Facility design: from CDU to cooling tower

Moving heat off a chip is only half the job. The other half is rejecting that heat from the building. Most liquid‑cooled facilities use a multi‑loop approach for safety and control.

Three loops, one objective

  • IT loop: The closed loop that touches IT gear. It is clean, filtered, and chemically controlled. Pressures are modest. This loop connects to servers, tanks, or rear‑door units.
  • Facility secondary loop: Transfers heat from the IT loop via a plate heat exchanger, often inside the CDU. This loop may run at higher pressures and larger pipe sizes. It aggregates heat from many racks.
  • Heat rejection loop: Moves heat outdoors. Options include dry coolers, adiabatic coolers, cooling towers, and chillers. Choice depends on climate, water policy, and heat‑reuse plans.

Warm‑water and free cooling

A strength of liquid systems is their ability to run at warmer temperatures. If the IT loop exits at 35–45°C, a dry cooler can reject heat in many climates for a large fraction of the year. That bypasses chillers and raises overall efficiency. Controls modulate pump speed and valve positions to maintain chip inlet setpoints with minimal energy.

Condensation and dew point

Warm pipes in cool rooms are safe. Cool pipes in humid rooms are not. Any cold surface below dew point will condensate, which is unacceptable around electronics. Designs typically keep coolant above room dew point or insulate lines. Sensors and interlocks prevent startup conditions that could create condensation on manifolds or connectors.

Standards and guidance

Industry groups publish best practices for liquid‑cooled data centers. You will find guidance on allowable temperatures, materials, and maintainability in widely used documents. Vendors also supply validated installation guides for specific servers and racks. Following these reduces surprises and supports warranty coverage.

Reliability and safety

Liquid and electronics can co‑exist safely. Several practices make that true in production environments:

  • Leak prevention: Use high‑quality quick disconnects rated for the temperature and pressure. Blind‑mate manifolds reduce handling error. Design with drip trays and isolation valves in every branch.
  • Leak detection: Install sensor cables under manifolds and along hose runs. The CDU can alarm and close valves automatically. For immersion, secondary containment and fluid level sensors are standard.
  • Pressure management: Keep loop pressures low and stable. Include expansion tanks. Avoid water hammer by using soft‑start pumps and controlled valve actuation.
  • Service playbooks: Train staff on connect/disconnect procedures, purge steps, and spill response. Practice on mock‑ups before touching production racks.
  • Materials discipline: Stick to approved hoses and O‑rings. A single incompatible elastomer can be the source of a persistent micro‑leak months later.

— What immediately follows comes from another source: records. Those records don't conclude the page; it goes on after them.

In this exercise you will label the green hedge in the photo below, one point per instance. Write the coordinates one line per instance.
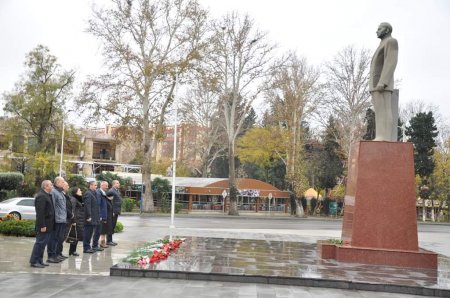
(10, 180)
(128, 204)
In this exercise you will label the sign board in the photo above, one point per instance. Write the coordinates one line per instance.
(332, 207)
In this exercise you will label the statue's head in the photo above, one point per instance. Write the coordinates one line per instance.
(384, 29)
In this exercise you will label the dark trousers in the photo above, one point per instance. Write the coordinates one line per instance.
(96, 238)
(73, 247)
(37, 254)
(88, 231)
(109, 237)
(55, 245)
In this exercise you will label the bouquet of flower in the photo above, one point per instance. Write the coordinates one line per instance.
(154, 252)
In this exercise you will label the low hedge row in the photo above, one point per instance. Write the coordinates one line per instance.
(26, 227)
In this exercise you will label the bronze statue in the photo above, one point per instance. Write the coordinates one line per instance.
(381, 85)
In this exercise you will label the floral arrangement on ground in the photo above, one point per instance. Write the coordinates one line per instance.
(153, 252)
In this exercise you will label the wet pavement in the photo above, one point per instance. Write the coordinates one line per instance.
(286, 262)
(241, 246)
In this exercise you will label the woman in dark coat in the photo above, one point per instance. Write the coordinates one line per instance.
(76, 198)
(107, 228)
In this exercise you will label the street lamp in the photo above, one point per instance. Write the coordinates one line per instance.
(174, 161)
(62, 143)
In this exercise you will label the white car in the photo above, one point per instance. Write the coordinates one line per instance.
(20, 208)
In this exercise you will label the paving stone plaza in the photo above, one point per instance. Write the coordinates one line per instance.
(225, 257)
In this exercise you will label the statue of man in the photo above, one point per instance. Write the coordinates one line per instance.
(381, 85)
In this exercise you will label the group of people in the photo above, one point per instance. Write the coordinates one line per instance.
(63, 212)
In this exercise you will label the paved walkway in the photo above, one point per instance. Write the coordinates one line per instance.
(89, 274)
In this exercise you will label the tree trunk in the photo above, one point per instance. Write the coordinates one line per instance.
(232, 181)
(147, 196)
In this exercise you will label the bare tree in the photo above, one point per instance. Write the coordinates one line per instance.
(200, 107)
(145, 44)
(294, 93)
(348, 95)
(239, 58)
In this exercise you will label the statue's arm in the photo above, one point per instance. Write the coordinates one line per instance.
(390, 62)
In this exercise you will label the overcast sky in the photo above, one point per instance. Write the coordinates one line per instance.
(315, 29)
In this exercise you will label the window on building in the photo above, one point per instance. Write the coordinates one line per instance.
(103, 151)
(18, 144)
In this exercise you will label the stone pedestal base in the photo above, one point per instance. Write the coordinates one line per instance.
(413, 259)
(380, 224)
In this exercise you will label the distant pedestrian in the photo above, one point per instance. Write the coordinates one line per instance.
(103, 205)
(45, 218)
(59, 202)
(117, 208)
(91, 217)
(76, 198)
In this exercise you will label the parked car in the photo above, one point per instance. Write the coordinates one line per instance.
(20, 208)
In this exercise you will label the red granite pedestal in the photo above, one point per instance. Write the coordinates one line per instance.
(380, 224)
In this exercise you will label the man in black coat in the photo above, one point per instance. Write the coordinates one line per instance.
(92, 217)
(114, 191)
(45, 220)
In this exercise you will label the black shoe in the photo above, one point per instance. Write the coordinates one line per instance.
(53, 260)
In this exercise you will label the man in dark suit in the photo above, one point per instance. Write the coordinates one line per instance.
(92, 217)
(381, 85)
(114, 191)
(45, 220)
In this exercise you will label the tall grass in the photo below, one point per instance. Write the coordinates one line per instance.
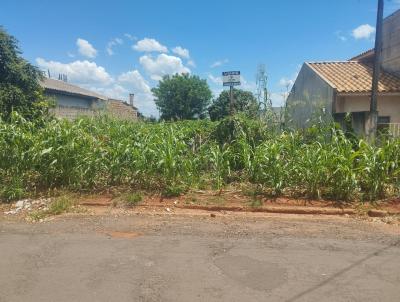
(91, 154)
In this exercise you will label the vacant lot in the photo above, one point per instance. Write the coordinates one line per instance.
(194, 257)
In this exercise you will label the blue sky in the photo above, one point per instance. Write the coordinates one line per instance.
(117, 47)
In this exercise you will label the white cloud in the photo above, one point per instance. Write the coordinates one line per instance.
(115, 91)
(111, 44)
(149, 45)
(135, 80)
(130, 37)
(81, 72)
(219, 63)
(182, 52)
(340, 36)
(85, 48)
(364, 31)
(191, 63)
(162, 65)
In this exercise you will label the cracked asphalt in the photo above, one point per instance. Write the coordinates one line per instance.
(198, 258)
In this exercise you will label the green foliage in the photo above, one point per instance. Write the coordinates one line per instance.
(244, 102)
(93, 154)
(19, 82)
(182, 97)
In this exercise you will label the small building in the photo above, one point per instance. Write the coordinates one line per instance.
(343, 88)
(73, 101)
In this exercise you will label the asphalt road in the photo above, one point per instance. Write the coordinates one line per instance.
(181, 258)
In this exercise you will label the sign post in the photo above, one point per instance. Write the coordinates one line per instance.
(231, 79)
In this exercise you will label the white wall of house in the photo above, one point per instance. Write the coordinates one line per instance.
(387, 105)
(391, 43)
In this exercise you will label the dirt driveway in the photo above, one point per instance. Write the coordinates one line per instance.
(241, 257)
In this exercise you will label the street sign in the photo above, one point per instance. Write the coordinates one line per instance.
(231, 78)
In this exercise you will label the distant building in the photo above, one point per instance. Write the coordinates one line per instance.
(73, 101)
(344, 88)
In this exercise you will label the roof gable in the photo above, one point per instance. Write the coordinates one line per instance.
(354, 77)
(67, 88)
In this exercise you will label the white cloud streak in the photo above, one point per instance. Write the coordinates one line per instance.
(162, 65)
(85, 48)
(149, 45)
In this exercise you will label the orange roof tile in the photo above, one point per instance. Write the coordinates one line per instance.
(354, 77)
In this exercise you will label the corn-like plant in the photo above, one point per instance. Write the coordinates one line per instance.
(95, 153)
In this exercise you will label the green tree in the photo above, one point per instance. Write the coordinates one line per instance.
(180, 97)
(19, 82)
(244, 101)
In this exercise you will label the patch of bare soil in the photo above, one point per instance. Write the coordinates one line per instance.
(235, 201)
(123, 235)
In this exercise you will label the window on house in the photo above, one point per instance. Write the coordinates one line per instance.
(383, 124)
(384, 120)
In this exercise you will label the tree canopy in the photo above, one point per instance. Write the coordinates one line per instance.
(19, 82)
(180, 97)
(244, 101)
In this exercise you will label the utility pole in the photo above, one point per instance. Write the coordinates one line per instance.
(373, 114)
(231, 104)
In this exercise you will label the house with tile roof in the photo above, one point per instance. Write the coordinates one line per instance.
(343, 88)
(73, 101)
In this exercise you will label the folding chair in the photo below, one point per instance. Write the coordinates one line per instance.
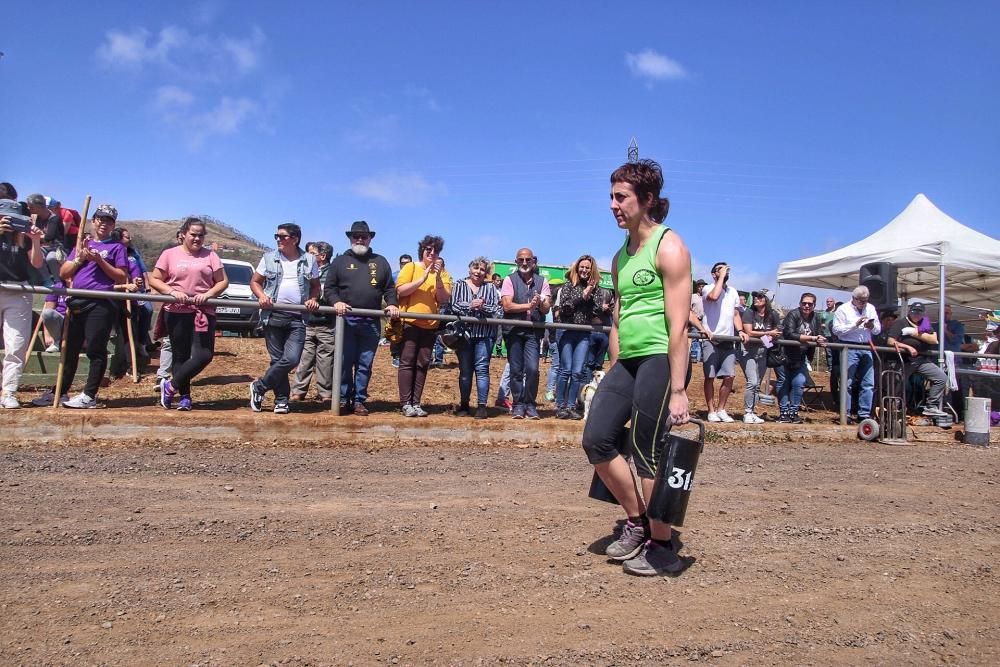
(813, 396)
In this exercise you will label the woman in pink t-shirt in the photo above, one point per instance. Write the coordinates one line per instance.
(191, 274)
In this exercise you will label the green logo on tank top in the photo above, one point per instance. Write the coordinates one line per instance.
(643, 277)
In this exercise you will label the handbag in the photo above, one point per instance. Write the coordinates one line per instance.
(455, 335)
(776, 356)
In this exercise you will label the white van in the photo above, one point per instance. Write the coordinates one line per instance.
(239, 319)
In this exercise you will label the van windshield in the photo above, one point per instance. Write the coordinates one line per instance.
(239, 274)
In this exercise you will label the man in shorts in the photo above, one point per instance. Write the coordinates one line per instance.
(722, 318)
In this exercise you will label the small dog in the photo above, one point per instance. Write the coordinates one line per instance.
(587, 392)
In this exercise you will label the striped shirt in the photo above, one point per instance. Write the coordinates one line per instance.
(462, 295)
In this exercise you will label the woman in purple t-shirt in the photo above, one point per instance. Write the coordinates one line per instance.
(99, 266)
(192, 274)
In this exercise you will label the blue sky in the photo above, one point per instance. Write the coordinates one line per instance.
(784, 129)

Fire safety does not fundamentally change. Water‑based loops do not add fire load. Dielectric immersion fluids are generally low‑volatility and self‑extinguishing or hard to ignite, but always verify fluid flash points and follow local codes. For any design, ensure ventilation accommodates outgassing during maintenance and that lifting operations around tanks are planned with proper rigging and ergonomics in mind.

Efficiency and TCO: the numbers that matter

Liquid cooling earns its keep in three ways: it enables higher density, it reduces energy used to move heat, and it opens heat‑reuse opportunities.

Density and space

Cold plates and immersion allow more compute per rack without driving aisle temperatures out of range. Higher density shortens cables, reduces floorspace, and simplifies power distribution in new builds. In retrofits, it can keep you in the same building longer instead of needing a new hall for every expansion.

Energy use

Fan energy scales fast with airflow and pressure; pumps are usually more efficient movers of heat. Warm‑water loops reduce or eliminate chiller run time. The combined result pushes a facility’s power usage effectiveness (PUE) closer to 1.1 or better in some climates. Even modest savings compound at scale and over time.

Water use

Air‑cooled designs often rely on evaporative cooling. That costs water, especially during hot seasons. Warm‑water liquid systems can shift to dry coolers or hybrid setups that use less water. For regions with tight water policy, this is as important as energy use.

Cost considerations

Up‑front costs include CDUs, manifolds, plates or tanks, and facility piping. However, the avoided cost of oversized air handlers, ducting, and chillers balances the ledger. Over a system’s life, lower energy and the ability to deploy denser racks often outweigh the initial premium. The exact break‑even depends on climate, utility rates, and how aggressively you plan to scale compute.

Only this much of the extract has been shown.